Now Good Ol’ Girls, a new musical written and adapted by Paul Ferguson  based on stories by Smith and McCorkle, with songs by Chapman and Berg, is finishing up a limited engagement Off-Broadway this week. I hear it’s been quite the crowd-pleaser, and I don’t doubt it. Hope to see it one day.

Meanwhile, I’ve been reading Mrs. Darcy and the Blue-Eyed Stranger: New and Selected Stories by Smith, pleased to encounter seven old favorites and discovering seven new ones. What ties all these tales together is Smith’s obvious affection and respect for her “ordinary” characters and her skill at rendering their lives in realistic fashion. She catches many of them at turning points.

In the beginning of ”Bob, a Dog,”  Cheryl watches her husband, David, walk out on their longtime marriage, saying he needs a different life. ”Cheryl stood in the doorway and watched him go and couldn’t imagine a different life.” David’s departure pulls Cheryl up short, forcing change upon her. In other stories, characters also experience moments of epiphany in the face of unexpected love or grief.
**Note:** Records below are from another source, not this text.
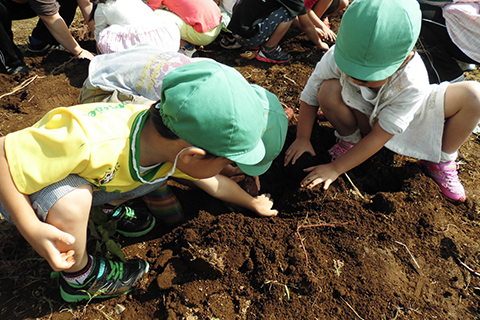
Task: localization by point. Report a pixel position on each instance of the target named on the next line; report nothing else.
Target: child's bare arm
(302, 144)
(225, 189)
(41, 236)
(363, 150)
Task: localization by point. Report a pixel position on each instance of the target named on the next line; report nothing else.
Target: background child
(372, 84)
(198, 20)
(102, 153)
(258, 23)
(318, 12)
(121, 24)
(51, 31)
(132, 76)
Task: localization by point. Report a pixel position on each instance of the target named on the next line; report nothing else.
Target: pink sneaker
(446, 176)
(340, 148)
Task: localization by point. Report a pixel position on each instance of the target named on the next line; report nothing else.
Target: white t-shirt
(122, 12)
(407, 106)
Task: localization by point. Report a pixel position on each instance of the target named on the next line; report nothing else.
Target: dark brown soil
(381, 243)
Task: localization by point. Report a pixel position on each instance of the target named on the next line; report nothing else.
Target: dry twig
(21, 86)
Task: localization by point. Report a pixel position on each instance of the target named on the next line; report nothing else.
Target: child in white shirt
(374, 90)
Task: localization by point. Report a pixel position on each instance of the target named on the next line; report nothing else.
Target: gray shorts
(266, 28)
(44, 199)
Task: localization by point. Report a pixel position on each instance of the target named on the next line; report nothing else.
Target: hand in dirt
(45, 241)
(85, 54)
(322, 46)
(318, 174)
(296, 149)
(329, 35)
(263, 205)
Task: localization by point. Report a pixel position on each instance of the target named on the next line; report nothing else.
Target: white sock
(352, 138)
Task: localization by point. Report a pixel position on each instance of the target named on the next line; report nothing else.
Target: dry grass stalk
(312, 226)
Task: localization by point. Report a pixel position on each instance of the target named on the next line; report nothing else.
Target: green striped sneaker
(108, 279)
(130, 223)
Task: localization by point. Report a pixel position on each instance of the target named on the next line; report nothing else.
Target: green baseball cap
(376, 36)
(275, 125)
(213, 107)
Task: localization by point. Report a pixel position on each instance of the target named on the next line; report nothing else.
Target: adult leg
(67, 12)
(436, 47)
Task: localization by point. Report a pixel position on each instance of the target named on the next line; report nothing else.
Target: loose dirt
(381, 243)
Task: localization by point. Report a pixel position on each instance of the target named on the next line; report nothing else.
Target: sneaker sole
(260, 58)
(139, 233)
(46, 49)
(75, 298)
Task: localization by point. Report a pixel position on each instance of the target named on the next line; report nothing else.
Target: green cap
(275, 125)
(376, 36)
(213, 107)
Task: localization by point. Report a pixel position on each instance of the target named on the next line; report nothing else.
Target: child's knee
(329, 95)
(472, 94)
(72, 208)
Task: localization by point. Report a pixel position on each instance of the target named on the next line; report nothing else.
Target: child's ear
(187, 155)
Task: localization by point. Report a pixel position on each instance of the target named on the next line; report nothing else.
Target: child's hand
(318, 174)
(46, 240)
(296, 149)
(263, 205)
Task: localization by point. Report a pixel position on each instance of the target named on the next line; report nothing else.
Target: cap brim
(362, 72)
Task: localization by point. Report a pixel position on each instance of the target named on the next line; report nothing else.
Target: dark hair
(95, 5)
(164, 131)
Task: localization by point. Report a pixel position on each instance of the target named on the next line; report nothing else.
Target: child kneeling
(53, 172)
(375, 92)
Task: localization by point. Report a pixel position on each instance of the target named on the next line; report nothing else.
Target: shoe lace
(126, 213)
(116, 270)
(448, 174)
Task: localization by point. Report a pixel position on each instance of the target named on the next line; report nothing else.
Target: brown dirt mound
(381, 243)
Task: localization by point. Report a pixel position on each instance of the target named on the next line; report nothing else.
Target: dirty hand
(263, 205)
(85, 54)
(296, 149)
(45, 241)
(318, 174)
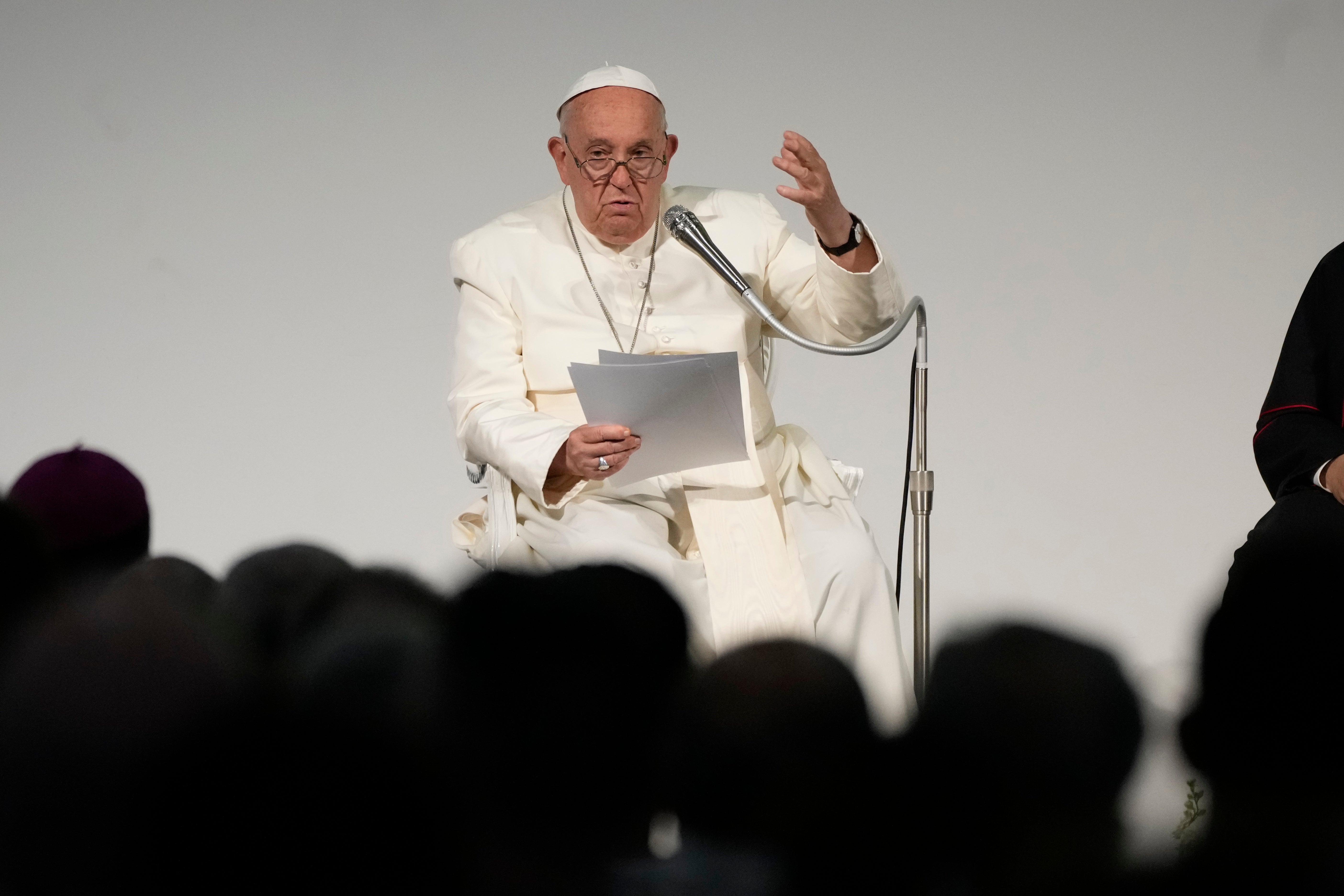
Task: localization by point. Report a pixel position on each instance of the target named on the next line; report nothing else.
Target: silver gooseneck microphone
(689, 230)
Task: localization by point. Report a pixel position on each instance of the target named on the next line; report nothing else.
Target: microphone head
(678, 218)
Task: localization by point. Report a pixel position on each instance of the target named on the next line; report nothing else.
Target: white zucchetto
(611, 77)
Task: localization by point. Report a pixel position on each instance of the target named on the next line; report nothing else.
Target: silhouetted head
(168, 580)
(89, 507)
(1272, 676)
(773, 756)
(1022, 746)
(273, 596)
(565, 683)
(120, 722)
(365, 690)
(769, 739)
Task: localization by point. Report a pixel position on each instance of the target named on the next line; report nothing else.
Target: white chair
(498, 524)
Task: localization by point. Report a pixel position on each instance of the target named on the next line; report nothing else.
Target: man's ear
(557, 148)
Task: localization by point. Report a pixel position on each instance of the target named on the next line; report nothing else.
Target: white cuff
(1316, 477)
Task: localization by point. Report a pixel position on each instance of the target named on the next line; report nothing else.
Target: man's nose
(622, 177)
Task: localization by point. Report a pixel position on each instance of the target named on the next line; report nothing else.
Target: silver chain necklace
(648, 281)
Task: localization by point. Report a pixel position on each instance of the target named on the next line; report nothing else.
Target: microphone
(689, 232)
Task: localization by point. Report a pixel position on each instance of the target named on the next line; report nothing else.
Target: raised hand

In ”Intensive Care,” Harold Stikes, former high-school nerd and owner of three Food Lions, left his wife and three children for redheaded waitress Cherry Oxendine, ”a fallen woman with a checkered past.” Now Cherry is dying, and Harold is stunned that they only had three years together and ”a million laughs.” But Harold wouldn’t trade that time with Cherry, even though his friends have called him a fool. ”He stepped out of his average life for her, he gave up being a good man, but the rewards have been extraordinary.”

The rewards of these stories are extraordinary as well. “House Tour,” one of the new stories, depicts a clash of cultures when a group of red-hatted women mistake an academic Yankee couple’s old Victorian for a stop on the Christmas home tour. The jaded wife, Lynn, is so disconcerted by their presence that she finds herself apologizing for her life and creating a ghost story on the spot. Then her philandering husband shows up in the kitchen, several of the ladies return for wine and some poundcake, and Lynn is encouraged to perhaps release her “inner child,” or at least buy some sexy high heels.

Possibility and change also challenge the women in McCorkle’s Going Away Shoes, her most recent collection, which I read last fall.  The humor is tart and the mood often dark, but you’ll want to meet these “good ol’ girls,” too.

Open Book: I know both McCorkle and Smith. I stopped reviewing Smith’s books in the Orlando Sentinel after 2003 because she gave a generous blurb to the first Caroline Cousins’ novel, Fiddle Dee Death, and I wanted to avoid any conflict of interest. But I didn’t stop reading her novels or stories. Both Smith and McCorkle are published by Algonquin Books of Chapel Hill, which sent me review copies of Mrs. Darcy Meets the Blue-Eyed Stranger and Going Away Shoes. Thank you.